Konflik-konflik agraria disertai dengan kekerasan terhadap rakyat tersebut telah berdampak struktural pada pelanggaran hak-hak sipil dan politik sebagaimana diatur dalam UU No. 12 Tahun 2005 tentang Ratifikasi ICCPR dan hak-hak ekonomi, sosial, dan budaya sebagaimana diatur dalam Undang-Undang No. 11 Tahun 2005 tentang ratifikasi ICESCR, antara lain: hak atas integritas fisik; kebebasan berekspresi; hak atas rasa aman; kebebasan bergerak; persamaan dan perlindungan hukum; hak atas tempat tinggal; hak atas sandang dan pangan; pekerjaan; hak pendidikan; kesehatan; perlindungan sosial; dan lingkungan hidup. Hilangnya hak-hak dasar tersebut berakibat pada penurunan kualitas hidup layak warga negara, kemiskinan yang memburuk, ketimpangan ekonomi dan sosial, hingga kehilangan harapan hidup.
Baca Juga: Masyarakat Air Bangis dan Bidar Alam datangi Kementerian ATR/BPN Desak kasus konflik agraria
YLBHI mendata kekerasan terhadap petani dari penanganan kasus 18 LBH Kantor selama tahun 2017-2023. Waktu tujuh tahun ditetapkan berdasarkan dimulainya PSN sejak 2016. Paparan data kriminalisasi ini mencakup wilayah konflik SDA, khususnya di wilayah PSN. Data ini terbagi dalam beberapa variabel, antara lain: jumlah konflik, luas wilayah konflik dan jumlah korban; pelaku kekerasan dan kriminalisasi; pola kekerasan; undang-undang yang sering digunakan; penyebab dan dampak struktural konflik.
Sebanyak 106 konflik agraria dan PSN ditangani YLBHI-LBH kantor di seluruh Indonesia. Luas wilayah yang berkonflik adalah ±800.000 ha dengan lebih dari satu juta rakyat menjadi korban. Sektor perkebunan mendominasi dengan 42 kasus, kemudian diikuti oleh sektor pertambangan dengan 37 kasus di posisi kedua. Lalu, diikuti dengan konflik PSN dengan 35 kasus. Tingginya konflik di sektor perkebunan setidaknya disebabkan oleh dua faktor yaitu: warisan ketimpangan penguasaan lahan yang tidak pernah terselesaikan; dan melibatkan dua aktor yang kuat, negara melalui perkebunan PTPN dan swasta memiliki HGU skala luas. Sementara itu, sektor PSN yang baru muncul tujuh tahun terakhir menempati posisi ketiga karena negara beserta kekuatan represif tampil sebagai pemain utama dalam konflik.
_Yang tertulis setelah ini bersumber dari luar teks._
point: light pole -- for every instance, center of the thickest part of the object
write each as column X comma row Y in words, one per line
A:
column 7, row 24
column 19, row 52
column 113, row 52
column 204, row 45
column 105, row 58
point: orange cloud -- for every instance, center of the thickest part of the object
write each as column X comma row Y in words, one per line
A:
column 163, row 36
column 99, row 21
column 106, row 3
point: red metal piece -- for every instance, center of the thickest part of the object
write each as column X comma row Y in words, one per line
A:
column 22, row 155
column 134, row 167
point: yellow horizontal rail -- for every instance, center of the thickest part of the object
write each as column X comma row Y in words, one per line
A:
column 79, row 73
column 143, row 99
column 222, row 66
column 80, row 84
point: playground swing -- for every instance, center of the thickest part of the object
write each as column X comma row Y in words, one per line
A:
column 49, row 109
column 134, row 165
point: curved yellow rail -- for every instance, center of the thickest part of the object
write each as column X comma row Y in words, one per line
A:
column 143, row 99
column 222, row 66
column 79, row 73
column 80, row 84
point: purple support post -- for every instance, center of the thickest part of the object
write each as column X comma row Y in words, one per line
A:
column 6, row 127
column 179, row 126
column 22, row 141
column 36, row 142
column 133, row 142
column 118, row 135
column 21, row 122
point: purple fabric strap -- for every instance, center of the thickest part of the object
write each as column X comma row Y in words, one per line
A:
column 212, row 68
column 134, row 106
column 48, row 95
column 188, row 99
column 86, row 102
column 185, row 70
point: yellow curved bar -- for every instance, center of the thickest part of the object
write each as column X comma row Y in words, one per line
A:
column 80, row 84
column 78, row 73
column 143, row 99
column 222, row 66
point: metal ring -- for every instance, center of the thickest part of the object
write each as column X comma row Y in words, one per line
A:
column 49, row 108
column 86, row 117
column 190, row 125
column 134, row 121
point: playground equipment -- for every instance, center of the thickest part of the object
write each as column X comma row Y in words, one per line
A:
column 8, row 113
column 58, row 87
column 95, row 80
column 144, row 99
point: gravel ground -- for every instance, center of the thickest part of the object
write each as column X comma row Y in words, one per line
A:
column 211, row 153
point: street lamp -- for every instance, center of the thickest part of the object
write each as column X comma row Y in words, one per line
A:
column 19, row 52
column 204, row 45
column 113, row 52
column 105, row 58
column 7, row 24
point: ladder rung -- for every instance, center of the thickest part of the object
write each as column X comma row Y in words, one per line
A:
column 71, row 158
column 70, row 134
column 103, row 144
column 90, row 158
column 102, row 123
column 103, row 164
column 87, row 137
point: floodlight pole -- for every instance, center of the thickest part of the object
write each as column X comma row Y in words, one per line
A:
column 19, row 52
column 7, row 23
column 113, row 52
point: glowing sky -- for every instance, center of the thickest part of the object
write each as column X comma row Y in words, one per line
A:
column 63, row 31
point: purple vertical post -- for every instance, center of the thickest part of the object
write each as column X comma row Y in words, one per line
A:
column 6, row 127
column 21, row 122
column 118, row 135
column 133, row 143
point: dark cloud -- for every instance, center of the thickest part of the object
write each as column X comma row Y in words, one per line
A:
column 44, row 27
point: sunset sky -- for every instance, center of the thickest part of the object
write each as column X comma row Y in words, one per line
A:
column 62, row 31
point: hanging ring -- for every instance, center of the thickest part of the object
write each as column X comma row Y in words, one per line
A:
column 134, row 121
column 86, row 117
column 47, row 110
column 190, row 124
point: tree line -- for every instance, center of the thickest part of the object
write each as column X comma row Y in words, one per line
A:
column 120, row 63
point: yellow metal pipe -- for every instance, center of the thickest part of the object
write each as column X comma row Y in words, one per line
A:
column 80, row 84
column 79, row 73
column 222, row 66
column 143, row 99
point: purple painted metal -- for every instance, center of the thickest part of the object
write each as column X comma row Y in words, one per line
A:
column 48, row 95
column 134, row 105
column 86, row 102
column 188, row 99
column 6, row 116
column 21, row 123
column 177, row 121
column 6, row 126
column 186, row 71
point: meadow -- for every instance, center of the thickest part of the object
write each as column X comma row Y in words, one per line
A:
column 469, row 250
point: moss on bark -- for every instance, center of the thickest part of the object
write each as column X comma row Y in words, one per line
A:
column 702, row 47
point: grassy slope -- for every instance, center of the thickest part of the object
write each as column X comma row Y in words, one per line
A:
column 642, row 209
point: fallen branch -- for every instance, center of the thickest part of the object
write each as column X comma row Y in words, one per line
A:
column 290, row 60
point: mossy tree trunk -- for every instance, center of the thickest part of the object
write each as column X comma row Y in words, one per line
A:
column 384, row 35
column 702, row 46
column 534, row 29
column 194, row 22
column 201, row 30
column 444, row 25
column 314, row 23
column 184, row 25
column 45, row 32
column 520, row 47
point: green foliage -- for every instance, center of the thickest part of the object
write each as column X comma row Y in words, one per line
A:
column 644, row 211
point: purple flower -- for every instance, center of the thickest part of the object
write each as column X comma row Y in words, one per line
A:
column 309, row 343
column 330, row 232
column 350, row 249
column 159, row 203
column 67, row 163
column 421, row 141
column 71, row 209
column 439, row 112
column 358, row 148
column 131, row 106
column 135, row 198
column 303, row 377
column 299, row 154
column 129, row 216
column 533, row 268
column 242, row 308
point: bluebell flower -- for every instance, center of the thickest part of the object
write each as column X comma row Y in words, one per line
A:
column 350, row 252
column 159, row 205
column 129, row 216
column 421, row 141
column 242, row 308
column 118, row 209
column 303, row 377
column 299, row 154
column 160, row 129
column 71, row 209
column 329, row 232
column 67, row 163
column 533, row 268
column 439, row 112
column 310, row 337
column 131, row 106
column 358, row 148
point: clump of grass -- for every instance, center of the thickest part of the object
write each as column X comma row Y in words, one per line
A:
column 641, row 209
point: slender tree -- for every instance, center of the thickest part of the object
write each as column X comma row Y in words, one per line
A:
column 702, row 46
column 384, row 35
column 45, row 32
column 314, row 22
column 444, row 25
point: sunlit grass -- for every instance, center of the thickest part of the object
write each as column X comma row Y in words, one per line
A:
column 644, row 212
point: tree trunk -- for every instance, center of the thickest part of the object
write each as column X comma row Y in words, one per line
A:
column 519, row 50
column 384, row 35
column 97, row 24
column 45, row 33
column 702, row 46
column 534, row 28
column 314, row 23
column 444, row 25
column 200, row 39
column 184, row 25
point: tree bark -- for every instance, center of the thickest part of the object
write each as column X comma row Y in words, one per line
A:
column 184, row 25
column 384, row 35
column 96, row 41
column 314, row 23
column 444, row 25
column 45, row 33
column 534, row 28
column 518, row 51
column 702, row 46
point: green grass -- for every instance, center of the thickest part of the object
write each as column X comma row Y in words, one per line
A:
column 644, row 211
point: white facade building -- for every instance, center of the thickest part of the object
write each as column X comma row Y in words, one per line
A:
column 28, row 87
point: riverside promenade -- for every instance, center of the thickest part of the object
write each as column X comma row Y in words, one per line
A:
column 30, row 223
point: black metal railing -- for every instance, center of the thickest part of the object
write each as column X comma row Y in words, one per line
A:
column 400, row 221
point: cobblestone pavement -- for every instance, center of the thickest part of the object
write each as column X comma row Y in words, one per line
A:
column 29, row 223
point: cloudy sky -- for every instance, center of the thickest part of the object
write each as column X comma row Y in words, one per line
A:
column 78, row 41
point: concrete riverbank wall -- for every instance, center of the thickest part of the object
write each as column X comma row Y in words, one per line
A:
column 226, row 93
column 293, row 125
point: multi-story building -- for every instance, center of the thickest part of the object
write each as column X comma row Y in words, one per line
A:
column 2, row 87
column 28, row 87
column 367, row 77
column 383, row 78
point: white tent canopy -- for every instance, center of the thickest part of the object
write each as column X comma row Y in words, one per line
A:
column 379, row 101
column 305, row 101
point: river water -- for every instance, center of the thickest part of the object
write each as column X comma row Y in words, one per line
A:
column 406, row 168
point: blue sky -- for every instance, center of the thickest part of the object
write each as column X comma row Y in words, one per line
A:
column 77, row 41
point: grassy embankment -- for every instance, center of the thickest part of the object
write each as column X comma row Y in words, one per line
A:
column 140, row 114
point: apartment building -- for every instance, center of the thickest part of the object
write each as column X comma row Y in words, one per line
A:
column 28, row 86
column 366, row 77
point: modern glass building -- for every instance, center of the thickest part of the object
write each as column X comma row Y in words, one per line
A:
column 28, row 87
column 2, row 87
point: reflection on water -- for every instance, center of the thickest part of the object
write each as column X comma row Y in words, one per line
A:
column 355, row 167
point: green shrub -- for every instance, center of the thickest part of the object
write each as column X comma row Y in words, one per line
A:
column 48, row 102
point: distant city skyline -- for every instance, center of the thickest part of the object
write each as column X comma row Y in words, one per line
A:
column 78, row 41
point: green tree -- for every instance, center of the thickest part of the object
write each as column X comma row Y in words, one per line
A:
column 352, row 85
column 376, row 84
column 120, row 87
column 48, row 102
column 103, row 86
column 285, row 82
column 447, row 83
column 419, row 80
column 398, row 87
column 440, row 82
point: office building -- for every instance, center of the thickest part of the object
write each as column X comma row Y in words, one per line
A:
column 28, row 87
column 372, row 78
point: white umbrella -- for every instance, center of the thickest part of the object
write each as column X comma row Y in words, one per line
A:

YLBHI memetakan berbagai subjek pelaku dalam konflik-konflik tersebut. Perusahaan swasta terlibat dalam 100 konflik, pemerintah daerah terlibat dalam 74 konflik, dan Polri terlibat dalam 50 konflik. Tingginya keterlibatan perusahaan swasta disebabkan oleh beberapa faktor, antara lain: 1). warisan penguasaan HGU yang masih didominasi oleh swasta ditambah dengan pemberian HGU baru khususnya perkebunan sawit; 2). Meningkatnya industri ekstraktif karena kemudahan perizinan, kelindan kepentingan bisnis tambang dan politik, dan korupsi perizinan; dan 3). Keterlibatan perusahaan swasta sebagai penunggang gelap PSN. Sedangkan, Pemerintah Daerah dan Polri berada pada posisi paling depan menghadapi konflik yang selalu menggunakan pendekatan keamanan dan kekerasan.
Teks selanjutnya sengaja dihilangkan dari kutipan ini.